The mechanical properties of the carrot fruit in the shear test are shown in Table 4. The mean values of the measured properties in the shearing test (shear modulus, maximum force required for shearing carrot fruit, shear strength, and shear deformation when applying maximum force) were 0.014 N/mm2, 41.14 N, 0.0017 N/mm2, and 11.82 mm respectively. The data obtained about the mechanical properties through the shear test can be applied in the carrot fruit processing factories. In study, Jahanbakhshi et al. (2016) applied a shear test to examine the mechanical properties of scolymus and reported the average shear modulus of 0.002 N/mm2. Comparing the result of that study with the present one, it was concluded that the carrot fruit has a high shear modulus of 0.014 N/mm2, hence this product has a high resistance against shear strain. Jahanbakhshi (2018) reported the mean value of the required force for shearing the snake melon was 33.66 N. The higher shear force of 41.14 N required for shearing carrot indicate a high resistance of the carrot fruit to shear forces.

Table 4

Mechanical properties of carrot fruit in the shear test

Parameters	Mean	Max	Min	SD	CV %
Shear modulus (N/mm2)	0.014	0.016	0.013	0.001	7.14
F B (N)	41.14	44.40	37.80	2.40	5.83
T B (N/mm2)	0.0017	0.0018	0.0016	0.00007	4.11
νB (mm)	11.82	12.80	10.80	0.74	6.26

CONCLUSION

In addition to the importance of studying physical and mechanical properties in minimizing mechanical damage, these properties are considered as the basic data in designing the machinery and equipment used during the harvesting and in the postharvesting operations.

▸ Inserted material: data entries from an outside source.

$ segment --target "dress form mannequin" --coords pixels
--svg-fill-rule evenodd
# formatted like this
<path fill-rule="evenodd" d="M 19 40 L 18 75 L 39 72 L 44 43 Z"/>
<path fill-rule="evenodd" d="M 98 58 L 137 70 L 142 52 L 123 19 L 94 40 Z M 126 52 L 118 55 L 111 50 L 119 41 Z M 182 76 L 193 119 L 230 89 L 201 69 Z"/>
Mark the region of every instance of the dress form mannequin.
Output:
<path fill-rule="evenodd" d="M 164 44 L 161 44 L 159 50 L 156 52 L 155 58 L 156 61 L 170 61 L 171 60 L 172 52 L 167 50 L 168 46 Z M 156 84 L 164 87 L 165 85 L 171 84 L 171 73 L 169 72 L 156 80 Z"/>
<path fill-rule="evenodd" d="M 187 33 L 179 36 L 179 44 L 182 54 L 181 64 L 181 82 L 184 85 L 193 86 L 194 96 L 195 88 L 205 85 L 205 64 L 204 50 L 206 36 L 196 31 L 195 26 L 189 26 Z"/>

In examining mechanical properties, the maximum force required in bruising, bending and shearing tests of the carrot fruit were 71.90, 48.60, and 41.14 N respectively.

In comparison to the shear module obtained in previous studies, the high shear module for carrot fruit in this study (0.00324 N/mm2) shows its high resistance against shear strain.

CONFLICT OF INTEREST

The authors have declared no conflict of interest.

ETHICAL REVIEW

This study does not involve any human or animal testing.